Solo a unos locos ignorantes y feroces, como a Pablo Escobar y a la cúpula del M19, se les podía ocurrir semejante barbaridad. Pero se les ocurrió. Cuando se quiere pasar a la Historia y cuando se entiende que con el dinero se consigue todo, puede abrirse paso cualquier absurdo

DESAPARECIDOS: EL NEGOCIO DEL DOLOR

Desaparecidos, el negocio del dolor

A GUISA DE PRÓLOGO

Nadie entenderá este libro sin ubicarse en los hechos sorprendentes y trágicos que le dieron vida.

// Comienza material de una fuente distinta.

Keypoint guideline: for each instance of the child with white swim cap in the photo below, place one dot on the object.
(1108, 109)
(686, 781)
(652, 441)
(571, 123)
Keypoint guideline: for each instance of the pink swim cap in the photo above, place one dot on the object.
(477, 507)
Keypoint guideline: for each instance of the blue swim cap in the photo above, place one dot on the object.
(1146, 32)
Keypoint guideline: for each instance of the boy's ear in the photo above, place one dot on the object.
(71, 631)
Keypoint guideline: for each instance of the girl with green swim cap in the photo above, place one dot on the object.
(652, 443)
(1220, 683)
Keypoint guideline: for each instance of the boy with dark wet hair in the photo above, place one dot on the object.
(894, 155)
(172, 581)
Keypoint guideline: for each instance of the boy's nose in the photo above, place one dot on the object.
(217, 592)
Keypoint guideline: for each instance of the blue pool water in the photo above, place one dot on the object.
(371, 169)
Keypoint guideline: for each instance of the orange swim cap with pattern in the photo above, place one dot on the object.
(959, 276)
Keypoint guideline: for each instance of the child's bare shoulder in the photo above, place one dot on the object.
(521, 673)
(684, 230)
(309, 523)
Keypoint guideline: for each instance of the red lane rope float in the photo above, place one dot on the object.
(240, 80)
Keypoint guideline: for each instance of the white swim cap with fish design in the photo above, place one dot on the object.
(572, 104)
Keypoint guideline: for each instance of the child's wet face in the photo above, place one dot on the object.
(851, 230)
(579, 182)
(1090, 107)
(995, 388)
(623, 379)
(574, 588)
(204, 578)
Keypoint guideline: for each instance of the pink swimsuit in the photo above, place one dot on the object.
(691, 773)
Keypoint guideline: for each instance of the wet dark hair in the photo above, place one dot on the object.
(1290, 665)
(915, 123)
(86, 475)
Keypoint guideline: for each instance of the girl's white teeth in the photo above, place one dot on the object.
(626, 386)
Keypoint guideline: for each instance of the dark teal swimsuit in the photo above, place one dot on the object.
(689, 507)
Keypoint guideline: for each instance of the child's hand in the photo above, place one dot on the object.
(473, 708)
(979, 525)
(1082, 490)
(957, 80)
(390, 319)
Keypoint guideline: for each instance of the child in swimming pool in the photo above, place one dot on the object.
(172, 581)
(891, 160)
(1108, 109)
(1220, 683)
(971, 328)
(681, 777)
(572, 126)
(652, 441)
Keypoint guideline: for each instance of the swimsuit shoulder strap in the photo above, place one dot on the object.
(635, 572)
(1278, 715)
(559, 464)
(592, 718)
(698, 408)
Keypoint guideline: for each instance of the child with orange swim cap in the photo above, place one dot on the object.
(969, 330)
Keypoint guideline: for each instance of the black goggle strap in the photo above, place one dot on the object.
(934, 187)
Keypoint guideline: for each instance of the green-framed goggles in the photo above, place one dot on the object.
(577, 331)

Corría el año de 1.985 y Colombia libraba una de las más duras guerras que ha tenido que afrontar en su muy guerrera Historia. Esta era contra el narcotráfico, complejo ejército disciplinado en la mejor de las disciplinas, que es la del dinero. Los narcotraficantes no le temían al enjuto Estado que los enfrentaba, poroso por todas sus caras, pero estaban aterrorizados con la única arma eficaz de que disponía, su extradición a los Estados Unidos. Para combatir esa posibilidad desplegaron sus tropas, que empezaron por mostrar una fuerte avanzada, conformada por los mejores, o cuando menos los más costosos abogados, muchos de ellos exmagistrados de las Cortes de Justicia, para combatir el tratado que se había suscrito con los Estados Unidos para tan poco piadoso efecto. El grueso de la milicia, como siempre, estaba integrada por sus implacables mercenarios, a todo dispuestos y capaces de todo. En la poderosa retaguardia, su majestuosa capacidad económica, que llegó a ser tanta como para ofrecer, como en efecto ofrecieron, hacerse cargo de toda la deuda pública externa de la Nación, como contraprestación a los beneficios judiciales que esperaban.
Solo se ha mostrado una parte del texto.